Measuring and Documenting
Throughout all of this, each object was being documented on the collections database in as much detail as we could possible manage. Each object was measured and described, each of the hazards and vulnerabilities found during handling noted, new locations were allocated, objects with multiple parts were part-numbered (had a record created for each part). And, importantly, all of the historical information we found with and often written on the objects was recorded fully and with as few omissions as possible (for example, if the hand written labels were illegible). As a result, we left the collection far more thoroughly documented than we found it, with the wealth of information we found with the objects available on the database, which will hopefully make the collection easier to search.
To Bear In Mind
There are a few things to bear in mind when considering this kind of work:
- Generally speaking, this kind of work is structured and repetitive, and you may end up working consistantly on a number of objects that look almost exactly the same for months.* This kind of job is better suited to someone who is patient, thorough, with an ability to focus on the hundredth object with the same attention to detail as they showed the first.

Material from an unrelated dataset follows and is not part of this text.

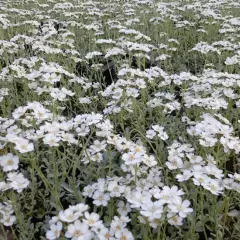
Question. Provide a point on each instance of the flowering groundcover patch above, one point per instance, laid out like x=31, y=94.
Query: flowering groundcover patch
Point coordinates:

- You need a steady hand. Regardless of the type of collections work being undertaken, all museum objects need to be handled with considerable care and having a steady hand is always useful. However, it is particularly important for this kind of work, not only because of the sheer number of objects we were handling, but also because we needed to mark objects with their accession numbersplace on the object. We did this by adding a layer of paraloid (which is removable) in a discrete place on the object and then writing the number on that with a rotring pen- which was ridiculously difficult. If you didn’t have a temperamental pen, you had the problem of writing on an uneven surface, or the paraloid bubbled when you added a second coat. (You can probably tell that this was not my favourite part of the job!)
- It is a very physical job, involving climbing ladders, carrying heavy objects, and more generally crouching or kneeling to measure and number some of the more awkwardly shaped objects. If this kind of work doesn’t really appeal, then this kind of job may not be a good fit.
*The poisons we inherited not only from the original makers of the objects, but also from former curators and conservators, who we know to have used toxic substances such as arsenic and fomaldehyde as pesticides and preservatives, particularly in the 19th and early 20th centuries.
*I should clarify – it was easy enough for me! I wasn’t involved in deciding how the objects were going to be sorted (before my time).
*For example, can you have too many Fire-Steels? Henry Balfour (the first curator of PRM) didn’t think so! He, like so many of his contemporaries, collected as many variations of the fire-steel (and other methods of starting a fire) in an attempt to create an almost encyclopaedic representation of the subject of fire-making. Obviously, it is amazing to have such a comprehensive collection, but documenting and packing them was a mountain of a task.